PE firms must justify elevated Asia valuations amid macro uncertainty, stalled exits
KKR exited its 22% stake in Indonesian bakery brand Sari Roti last month to Leafgreen Capital and Gateway Partners, hinting at the potential for liquidity in one of Asia’s most difficult exit markets. It is also potentially symptomatic of pan-regional GPs looking to simplify bloated portfolios as they head into a new fundraising cycle. But prospective buyers are not holding their breath.
One source close to the Sari Roti deal described a regional landscape in which many large-cap managers have been sitting on portfolios of 30-35 positions for seven to 10 years. Many of these are considered quality assets despite being difficult to match with a buyer or to take public in emerging Asia.
As these assets wait to be processed through the post-pandemic downturn, geopolitical uncertainty has escalated dramatically. Many long-held businesses with significant upside will not be let go until the macro outlook stabilises. Strong performers like Sari Roti may sporadically come to market but only for idiosyncratic portfolio management reasons.
“I wouldn’t say there are desperate sellers,” said the source. “People understand there is a two- to three-year blip post-COVID, and with Trump that’s been extended longer. If you’re happy with your investments, you should hold them.”
Bert Kwan, formerly of BDA Capital Partners and Northstar Group, sees other obstacles as well. For the past 18 months, his new firm, Center Black Capital, has explored the possibility of taking out positions held by other financial sponsors in Southeast Asia, yet found that 90% of businesses are overmarked.
Kwan believes there is a willingness to sell, but the bid-ask spread has proven challenging. This is perhaps exacerbated amongst large managers that hold Asian assets as part of a global pool, allowing them to more easily mask questionable performance metrics and holding periods.
“A lot of positions are marked at mid-teens forward EBITDA, which you don’t really see anymore. If a company in Vietnam or Indonesia were raising new capital, that would be a non-starter in this market, so why could you pay that valuation for a secondary asset?” he said.
“The other dynamic is, to the extent you still have assets under management, you can extract fees. There is some zombie-like behaviour in the market, which cuts against the type of commercial negotiations that allow deals to get done.”
Pressure to realise
A wide bid-ask spread suggests there are few openings for secondary investors, which often rely on negotiating a large discount to net asset value (NAV). However, there is also an argument that the current market merely encourages them to take a more subjective and qualitative approach to valuations, rethinking how they weigh asset quality versus discount.

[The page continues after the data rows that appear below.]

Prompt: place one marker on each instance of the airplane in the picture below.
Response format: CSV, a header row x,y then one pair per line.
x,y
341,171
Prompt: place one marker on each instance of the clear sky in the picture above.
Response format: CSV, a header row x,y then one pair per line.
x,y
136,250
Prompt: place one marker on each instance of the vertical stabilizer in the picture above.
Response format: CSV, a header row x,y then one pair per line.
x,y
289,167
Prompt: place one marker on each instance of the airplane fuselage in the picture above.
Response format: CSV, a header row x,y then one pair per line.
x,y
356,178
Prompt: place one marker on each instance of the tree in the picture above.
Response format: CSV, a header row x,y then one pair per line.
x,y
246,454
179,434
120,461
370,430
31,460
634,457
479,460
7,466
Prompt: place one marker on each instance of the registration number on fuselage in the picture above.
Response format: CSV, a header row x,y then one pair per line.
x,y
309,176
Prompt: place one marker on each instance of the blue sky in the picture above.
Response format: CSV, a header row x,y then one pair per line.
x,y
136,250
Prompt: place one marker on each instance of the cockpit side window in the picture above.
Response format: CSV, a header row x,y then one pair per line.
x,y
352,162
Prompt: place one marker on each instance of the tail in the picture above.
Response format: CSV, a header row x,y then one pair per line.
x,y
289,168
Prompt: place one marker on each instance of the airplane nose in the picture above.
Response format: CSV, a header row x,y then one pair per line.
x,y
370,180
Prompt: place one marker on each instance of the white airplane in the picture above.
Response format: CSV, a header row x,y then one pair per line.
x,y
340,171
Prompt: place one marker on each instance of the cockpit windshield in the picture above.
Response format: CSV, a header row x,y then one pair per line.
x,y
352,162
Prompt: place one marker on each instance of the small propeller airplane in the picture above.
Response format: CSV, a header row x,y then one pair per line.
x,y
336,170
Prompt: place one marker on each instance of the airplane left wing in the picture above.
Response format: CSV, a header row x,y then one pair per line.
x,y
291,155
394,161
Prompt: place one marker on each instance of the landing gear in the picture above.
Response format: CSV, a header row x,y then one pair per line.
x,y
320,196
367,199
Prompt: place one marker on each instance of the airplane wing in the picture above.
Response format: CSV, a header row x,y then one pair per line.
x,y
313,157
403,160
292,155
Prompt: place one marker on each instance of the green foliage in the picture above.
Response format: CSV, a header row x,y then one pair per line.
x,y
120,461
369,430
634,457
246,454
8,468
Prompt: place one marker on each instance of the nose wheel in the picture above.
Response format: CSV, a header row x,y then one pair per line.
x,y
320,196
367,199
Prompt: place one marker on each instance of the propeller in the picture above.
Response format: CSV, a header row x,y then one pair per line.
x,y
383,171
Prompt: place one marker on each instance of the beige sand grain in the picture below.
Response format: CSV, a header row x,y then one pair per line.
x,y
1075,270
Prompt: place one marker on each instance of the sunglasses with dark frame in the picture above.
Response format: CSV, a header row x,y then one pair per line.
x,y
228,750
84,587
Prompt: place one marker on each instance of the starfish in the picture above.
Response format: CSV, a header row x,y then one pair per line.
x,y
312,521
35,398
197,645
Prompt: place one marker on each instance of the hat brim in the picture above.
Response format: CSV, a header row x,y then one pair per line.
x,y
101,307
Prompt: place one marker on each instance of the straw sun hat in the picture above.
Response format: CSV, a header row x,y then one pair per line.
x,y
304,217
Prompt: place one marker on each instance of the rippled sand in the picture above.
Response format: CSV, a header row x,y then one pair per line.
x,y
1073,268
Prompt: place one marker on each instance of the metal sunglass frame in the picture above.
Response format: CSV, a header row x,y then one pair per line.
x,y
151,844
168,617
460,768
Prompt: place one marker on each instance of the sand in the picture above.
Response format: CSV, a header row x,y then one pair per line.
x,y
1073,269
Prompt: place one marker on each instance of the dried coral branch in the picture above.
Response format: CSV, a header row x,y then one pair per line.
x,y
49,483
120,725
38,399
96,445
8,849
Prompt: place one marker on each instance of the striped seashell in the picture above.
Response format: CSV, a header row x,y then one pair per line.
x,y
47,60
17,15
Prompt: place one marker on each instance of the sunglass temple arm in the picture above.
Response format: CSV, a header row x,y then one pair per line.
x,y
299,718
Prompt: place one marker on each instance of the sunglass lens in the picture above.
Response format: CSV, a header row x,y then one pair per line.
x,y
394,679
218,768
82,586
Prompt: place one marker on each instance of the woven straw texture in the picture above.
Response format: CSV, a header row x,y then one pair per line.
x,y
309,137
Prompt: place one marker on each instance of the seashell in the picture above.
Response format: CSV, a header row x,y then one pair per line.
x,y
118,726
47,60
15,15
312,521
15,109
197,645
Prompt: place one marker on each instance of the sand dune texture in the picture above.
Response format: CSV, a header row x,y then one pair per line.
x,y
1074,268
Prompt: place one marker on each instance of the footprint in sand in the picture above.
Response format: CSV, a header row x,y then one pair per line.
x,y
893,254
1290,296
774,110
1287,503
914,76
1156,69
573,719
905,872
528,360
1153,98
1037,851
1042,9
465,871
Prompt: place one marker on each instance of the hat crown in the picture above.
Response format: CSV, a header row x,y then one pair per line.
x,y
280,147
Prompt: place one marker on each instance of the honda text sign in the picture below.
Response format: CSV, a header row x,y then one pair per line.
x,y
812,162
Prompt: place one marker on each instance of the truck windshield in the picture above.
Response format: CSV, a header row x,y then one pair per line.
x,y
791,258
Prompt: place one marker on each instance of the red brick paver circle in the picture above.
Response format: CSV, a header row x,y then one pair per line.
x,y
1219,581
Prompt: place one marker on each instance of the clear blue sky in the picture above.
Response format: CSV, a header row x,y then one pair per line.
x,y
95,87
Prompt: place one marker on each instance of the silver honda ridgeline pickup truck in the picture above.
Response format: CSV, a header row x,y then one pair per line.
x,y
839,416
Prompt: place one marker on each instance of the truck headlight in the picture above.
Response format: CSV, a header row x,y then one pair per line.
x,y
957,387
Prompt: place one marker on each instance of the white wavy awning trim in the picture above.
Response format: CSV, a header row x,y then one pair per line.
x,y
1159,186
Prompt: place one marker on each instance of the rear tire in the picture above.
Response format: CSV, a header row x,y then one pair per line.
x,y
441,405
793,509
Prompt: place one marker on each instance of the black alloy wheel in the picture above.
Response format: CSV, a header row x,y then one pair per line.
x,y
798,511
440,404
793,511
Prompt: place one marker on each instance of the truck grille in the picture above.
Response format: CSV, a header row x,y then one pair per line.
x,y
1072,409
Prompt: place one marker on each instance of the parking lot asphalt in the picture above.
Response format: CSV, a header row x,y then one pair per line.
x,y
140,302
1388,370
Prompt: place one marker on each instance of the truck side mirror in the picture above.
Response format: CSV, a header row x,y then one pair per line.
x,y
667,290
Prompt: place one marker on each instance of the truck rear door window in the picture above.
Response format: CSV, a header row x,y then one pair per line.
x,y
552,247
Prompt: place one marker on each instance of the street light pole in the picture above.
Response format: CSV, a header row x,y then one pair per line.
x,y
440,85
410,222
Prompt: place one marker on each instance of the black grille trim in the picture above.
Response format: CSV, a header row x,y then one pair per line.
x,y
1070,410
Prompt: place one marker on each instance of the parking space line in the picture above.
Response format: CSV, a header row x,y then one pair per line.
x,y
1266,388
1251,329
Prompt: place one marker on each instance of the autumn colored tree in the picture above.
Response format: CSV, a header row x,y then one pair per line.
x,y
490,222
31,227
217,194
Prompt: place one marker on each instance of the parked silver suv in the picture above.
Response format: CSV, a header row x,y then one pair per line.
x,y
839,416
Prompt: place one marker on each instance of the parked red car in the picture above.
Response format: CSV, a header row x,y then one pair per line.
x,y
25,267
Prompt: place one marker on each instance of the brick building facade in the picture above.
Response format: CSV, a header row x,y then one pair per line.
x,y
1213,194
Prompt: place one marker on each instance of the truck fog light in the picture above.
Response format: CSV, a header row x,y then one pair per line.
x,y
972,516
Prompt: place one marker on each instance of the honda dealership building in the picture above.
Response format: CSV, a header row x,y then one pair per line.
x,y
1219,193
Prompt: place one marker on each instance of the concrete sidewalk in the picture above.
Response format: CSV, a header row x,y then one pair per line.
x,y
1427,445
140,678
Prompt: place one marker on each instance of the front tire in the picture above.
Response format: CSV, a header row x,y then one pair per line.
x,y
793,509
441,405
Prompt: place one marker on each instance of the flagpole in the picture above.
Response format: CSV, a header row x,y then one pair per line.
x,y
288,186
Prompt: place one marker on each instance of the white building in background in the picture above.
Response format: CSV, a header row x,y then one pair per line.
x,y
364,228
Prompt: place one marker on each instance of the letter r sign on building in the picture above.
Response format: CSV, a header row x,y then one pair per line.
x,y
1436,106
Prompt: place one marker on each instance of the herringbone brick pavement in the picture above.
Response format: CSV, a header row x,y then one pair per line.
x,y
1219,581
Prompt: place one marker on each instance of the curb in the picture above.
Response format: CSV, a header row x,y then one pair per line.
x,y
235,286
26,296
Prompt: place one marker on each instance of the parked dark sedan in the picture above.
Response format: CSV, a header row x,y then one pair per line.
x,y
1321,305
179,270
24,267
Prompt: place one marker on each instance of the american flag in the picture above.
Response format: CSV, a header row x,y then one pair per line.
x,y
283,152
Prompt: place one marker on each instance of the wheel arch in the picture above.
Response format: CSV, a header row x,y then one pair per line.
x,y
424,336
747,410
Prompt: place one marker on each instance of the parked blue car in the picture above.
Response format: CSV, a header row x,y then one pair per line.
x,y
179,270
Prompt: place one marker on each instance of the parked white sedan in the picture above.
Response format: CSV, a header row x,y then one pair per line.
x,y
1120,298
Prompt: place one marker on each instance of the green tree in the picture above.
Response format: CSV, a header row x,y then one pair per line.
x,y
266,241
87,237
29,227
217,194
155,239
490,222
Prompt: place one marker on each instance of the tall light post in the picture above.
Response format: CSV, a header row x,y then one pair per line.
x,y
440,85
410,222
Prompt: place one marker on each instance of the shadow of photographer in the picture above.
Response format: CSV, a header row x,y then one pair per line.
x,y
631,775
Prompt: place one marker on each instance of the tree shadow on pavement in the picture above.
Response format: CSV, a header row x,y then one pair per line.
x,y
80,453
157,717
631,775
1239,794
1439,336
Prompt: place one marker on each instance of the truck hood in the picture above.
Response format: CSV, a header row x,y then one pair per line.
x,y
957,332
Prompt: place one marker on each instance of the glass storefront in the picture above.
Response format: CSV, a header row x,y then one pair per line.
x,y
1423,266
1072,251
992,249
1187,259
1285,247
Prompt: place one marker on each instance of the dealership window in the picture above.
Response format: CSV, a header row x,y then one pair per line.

Paul Robine, founder and CEO of Asia direct secondaries specialist TR Capital, believes prevailing conditions are well-suited to an active secondaries strategy based on assertive underwriting, due diligence, business monitoring, and exit management. He estimates unrealised assets in funds of five years old or more will reach close to USD 2trn in APAC in 2025.
“Not all of that will be good quality or interesting, but even if only 10% is good quality and priced appropriately, we’re talking about a USD 200bn opportunity,” said Robine. That’s what we’re targeting.”
TR backs companies where it sees an exit in three to five years and claims an average holding period of 3.9 years. It does not seek severe discounts, reasoning that they signal risks around asset quality. The philosophy is based on the understanding that NAVs in most of Asia are generally less reliable than those in developed markets.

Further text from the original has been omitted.